The effect of laser phototherapy (low power laser irradiation) was explored on neuronal cells and peripheral nerve. In nerve cell cultures, laser irradiation significantly accelerated axonal sprouting (Rochkind et al., Lasers Surg Med, 2009). Animal studies in a model of incomplete peripheral nerve injury showed that laser phototherapy has an immediate protective effect, maintains functional activity of the injured nerve, decreases scar tissue formation at the injury site, decreases degeneration in corresponding motor neurons of the spinal cord and significantly increases axonal growth and myelinization.
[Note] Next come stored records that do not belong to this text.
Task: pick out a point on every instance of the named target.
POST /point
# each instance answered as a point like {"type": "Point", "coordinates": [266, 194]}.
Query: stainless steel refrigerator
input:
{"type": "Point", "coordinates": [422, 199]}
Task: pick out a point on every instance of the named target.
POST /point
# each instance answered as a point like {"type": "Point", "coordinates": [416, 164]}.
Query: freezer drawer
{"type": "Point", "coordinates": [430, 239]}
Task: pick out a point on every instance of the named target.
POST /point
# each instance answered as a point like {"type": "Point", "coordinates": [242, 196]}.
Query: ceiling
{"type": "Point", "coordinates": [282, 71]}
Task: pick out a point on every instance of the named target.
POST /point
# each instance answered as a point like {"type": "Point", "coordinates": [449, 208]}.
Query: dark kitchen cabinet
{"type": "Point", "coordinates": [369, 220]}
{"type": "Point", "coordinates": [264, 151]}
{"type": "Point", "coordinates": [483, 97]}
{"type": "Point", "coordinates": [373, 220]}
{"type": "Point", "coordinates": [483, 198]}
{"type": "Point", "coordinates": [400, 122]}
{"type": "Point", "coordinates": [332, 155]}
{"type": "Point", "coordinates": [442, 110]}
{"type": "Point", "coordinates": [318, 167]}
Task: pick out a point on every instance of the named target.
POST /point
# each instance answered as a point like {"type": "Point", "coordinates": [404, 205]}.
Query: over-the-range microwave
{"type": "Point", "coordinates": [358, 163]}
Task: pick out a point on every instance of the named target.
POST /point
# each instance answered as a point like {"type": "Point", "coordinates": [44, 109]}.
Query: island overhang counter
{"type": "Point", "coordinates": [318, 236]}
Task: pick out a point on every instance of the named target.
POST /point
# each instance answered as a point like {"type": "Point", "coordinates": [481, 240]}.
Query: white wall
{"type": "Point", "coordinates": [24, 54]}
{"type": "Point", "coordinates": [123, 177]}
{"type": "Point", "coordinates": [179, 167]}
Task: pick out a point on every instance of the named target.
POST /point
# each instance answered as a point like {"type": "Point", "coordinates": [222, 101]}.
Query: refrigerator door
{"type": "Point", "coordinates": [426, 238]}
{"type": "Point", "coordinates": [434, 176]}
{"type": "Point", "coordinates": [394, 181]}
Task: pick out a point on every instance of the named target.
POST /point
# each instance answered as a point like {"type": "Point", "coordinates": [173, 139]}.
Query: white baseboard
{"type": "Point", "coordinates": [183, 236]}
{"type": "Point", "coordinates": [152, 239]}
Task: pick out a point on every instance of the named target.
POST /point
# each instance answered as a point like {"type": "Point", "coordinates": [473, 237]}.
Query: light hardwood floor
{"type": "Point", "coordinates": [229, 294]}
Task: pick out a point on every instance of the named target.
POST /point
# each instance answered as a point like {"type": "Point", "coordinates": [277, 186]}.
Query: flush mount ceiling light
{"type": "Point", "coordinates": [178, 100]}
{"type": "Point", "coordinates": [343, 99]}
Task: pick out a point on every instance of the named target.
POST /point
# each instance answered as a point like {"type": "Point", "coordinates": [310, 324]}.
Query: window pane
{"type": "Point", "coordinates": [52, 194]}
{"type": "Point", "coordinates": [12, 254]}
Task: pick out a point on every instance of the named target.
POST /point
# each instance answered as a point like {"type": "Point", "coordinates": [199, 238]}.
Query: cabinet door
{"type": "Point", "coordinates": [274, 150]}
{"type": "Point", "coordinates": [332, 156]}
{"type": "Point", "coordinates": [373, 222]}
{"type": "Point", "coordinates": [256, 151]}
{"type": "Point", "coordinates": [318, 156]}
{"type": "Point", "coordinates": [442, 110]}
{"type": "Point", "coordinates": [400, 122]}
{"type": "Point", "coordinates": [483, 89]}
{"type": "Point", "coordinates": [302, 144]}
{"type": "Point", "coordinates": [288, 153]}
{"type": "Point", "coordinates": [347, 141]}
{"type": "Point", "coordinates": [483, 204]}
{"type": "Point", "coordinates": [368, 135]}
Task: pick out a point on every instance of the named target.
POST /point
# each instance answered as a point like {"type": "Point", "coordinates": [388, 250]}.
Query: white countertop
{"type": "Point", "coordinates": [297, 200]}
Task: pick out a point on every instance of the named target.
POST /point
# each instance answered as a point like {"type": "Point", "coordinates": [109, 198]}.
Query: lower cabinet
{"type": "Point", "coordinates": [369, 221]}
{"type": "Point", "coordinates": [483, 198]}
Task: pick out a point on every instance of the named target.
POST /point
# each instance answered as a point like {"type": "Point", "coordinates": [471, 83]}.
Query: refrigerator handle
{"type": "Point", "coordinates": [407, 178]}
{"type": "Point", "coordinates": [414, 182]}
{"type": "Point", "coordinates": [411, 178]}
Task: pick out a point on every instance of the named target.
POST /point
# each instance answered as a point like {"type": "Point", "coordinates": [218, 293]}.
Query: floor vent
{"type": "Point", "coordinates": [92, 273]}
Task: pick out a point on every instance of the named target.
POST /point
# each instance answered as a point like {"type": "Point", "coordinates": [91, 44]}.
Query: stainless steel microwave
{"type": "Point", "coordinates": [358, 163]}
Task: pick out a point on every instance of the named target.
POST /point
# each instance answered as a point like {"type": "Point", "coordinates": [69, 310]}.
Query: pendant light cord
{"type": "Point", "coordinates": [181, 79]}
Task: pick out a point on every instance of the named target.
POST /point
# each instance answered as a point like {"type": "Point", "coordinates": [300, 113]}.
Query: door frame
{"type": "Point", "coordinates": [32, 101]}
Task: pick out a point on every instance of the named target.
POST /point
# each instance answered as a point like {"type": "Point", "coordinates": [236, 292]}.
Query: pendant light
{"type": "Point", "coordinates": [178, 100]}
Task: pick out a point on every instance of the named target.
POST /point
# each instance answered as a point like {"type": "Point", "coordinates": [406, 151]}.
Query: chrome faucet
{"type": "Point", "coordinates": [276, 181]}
In a model of complete peripheral nerve injury with segmental loss, the laser-treated group showed more intensive axonal growth and morphological reconnection compared with the control group (Rochkind. Neurosurgical Focus, 2009). Recently, we found that in early stages of muscle atrophy, laser phototherapy may preserve the denervated muscle by maintaining creatine kinase activity and the amount of acetylcholine receptors. (Rochkind and Shainberg, Photomed Laser Surg, 2013). The current projects are intended to test and validate the beneficial effect of laser phototherapy on severely injured PN with a view to move forward to clinical study in order to acquire FDA and CE approval.
Spinal Cord Reconstruction
SCI is a debilitating condition to civilians suffering motor vehicle accidents, or home, work and sporting injuries or acts of violence, as well as injuries occurring during military service. Annually, nearly 500,000 people worldwide suffer a SCI, which results in permanent loss of neurological sensory and motor function below the level of injury, since CNS axons have a limited, if any, capacity for regrowth and due to environmental factors that further inhibit any regenerative potential. SCI is characterized by an immediate and severe loss of sensory and motor function below the level of injury. Due to the trauma the axons and myelin are afflicted, which in turn leads to local ischemia and responsiveness of the immune and glial cell systems.
Guiding Regenerative Gel for Spinal Cord Injury (SCI)
Based upon our encouraging results with the GRG, which shed light on the utilization of this innovative composite implant to bridge a gap, we postulate to improve this approach and attempt reconstruction of complete SCI. Since scarring is one of the main obstacles for axonal growth and therefore spinal cord recovery, we are planning to use a biocompatible and biodegradable hydrogel based on the GRG, that would constitute a unique tool in the nerve regeneration field that will provide an optimal environment for neuronal regeneration by enhancing axonal growth and sprouting, on one hand, and by reducing the scar barrier and preventing its further formation, on the other hand.